Dünya Gazetesi’nden Didem Eryar Ünlü Yakın Plan köşe dizinde Tosyalı’nın Yeşil Mutabakat konusunda ifadelerini kaleme aldı.

İşte o yazı:
Türk Demir Çelik Sanayisi AB Yeşil Mutabakatı’ndan en çok etkilenecek sektörlerden biri olacak. Sektörde Yeşil Mutabakat dönüşümünün 2025’e kadar tamamlanması gerekiyor. Bu noktada dikkat edilmesi gereken en önemli konu ise karbon emisyonu oluşumu açısından mevcut durumun net bir şekilde belirlenmesi ve raporlanması olacak.

Tosyalı Holding CEO’su Dr. Suhat Korkmaz, “Yeşil Mutabakat’tan korkmamız değil burada bir fırsat penceresi olduğunu görmemiz gerekiyor. Avrupa’nın hemen yanı başındayız ve birçok koruma önlemine rağmen hala en çok ihracat yaptığımız bölge burası. Eğer Yeşil Mutabakat’a hızlı uyum sağlarsak bu bize ciddi bir küresel rekabet avantajı sağlar. Sadece AB pazarı için değil diğer gelişmiş pazarlara girişte de bir referans olarak bizim için çok önemli katkı sağlar. O yüzden özellikle bizim sektörümüzde önümüzdeki dönemde artık sadece kapasite ve üretim değil; yeşil çelik üretimi ve döngüsel ekonomi ön planda olacak” diyor. Dr. Suhat Korkmaz’la çelik sektöründe yaşanacak dönüşümü konuştuk:

Sadece bir vergi düzenlemesi değil geleceğimizin inşası için en kritik konu

“Yeşil Mutabakat ve bunun bir parçası olarak Döngüsel Ekonomi Eylem Planı, sürdürülebilirliğin yavaş yavaş bir zorunluluk haline dönüşeceğini gösteriyor. Bundan kaçış yok. Eğer gerekli hazırlığı yapmazsanız Avrupa pazarının dışında kalırsınız ya da ödeyeceğiniz vergilerle ciddi bir maliyete katlanırsınız. Fakat bundan da önemlisi bu dönüşümü, sürdürülebilir bir yaşam ve daha iyi bir gelecek için çocuklarımıza bırakacağımız bir miras olarak görmemiz gerekiyor.”
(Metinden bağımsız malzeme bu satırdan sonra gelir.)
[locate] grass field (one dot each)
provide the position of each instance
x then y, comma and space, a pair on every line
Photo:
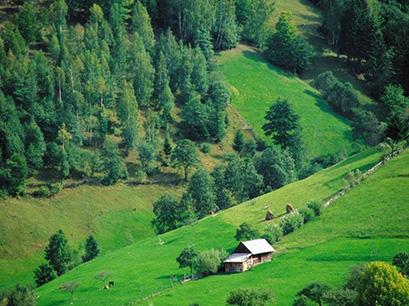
308, 19
256, 85
117, 216
146, 267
Yeşil dönüşüm finansmanı önemli bir tehdit unsuru

“İşin tehdit ve fırsatlar tarafına baktığımızda; en büyük tehdidinin, bunu bir lüks olarak görmek ya da bu konuda yapılacakları ötelemek olacağını düşünüyorum. İşin görünürde en öne çıkan tehdit unsuru yeşil dönüşümün finansmanı. Bu tüm dünyada bir sorun olarak dillendiriliyor. Örneğin Paris İklim Anlaşması’nda istenen hedefe ulaşmak için her yıl yaklaşık 100 milyar dolarlık bir kaynak gerekiyor. Ancak ben her sorunun kendi içerisinde çözümler de getireceğine inanıyorum. Çünkü sorunlar bizi çare ve çözümler üretmeye teşvik ediyor, zorluyor. Yeşil dönüşümün finansmanı da öyle. Son İklim Zirvesi’nde de bunun ipuçlarını gördük. Örneğin dünyanın en büyük bankaları ve 130 trilyon dolarlık varlık değerindeki emeklilik fonlarının, Net Sıfır için Glasgow Finans Birliği (GFANZ) olarak bilinen seragazı emisyonlarını azaltmada kilit bir rol oynama taahhüdü oldu. Nitekim ülkemizde de ÇSY/ ESG odaklı fonlar oluşmaya başladı.”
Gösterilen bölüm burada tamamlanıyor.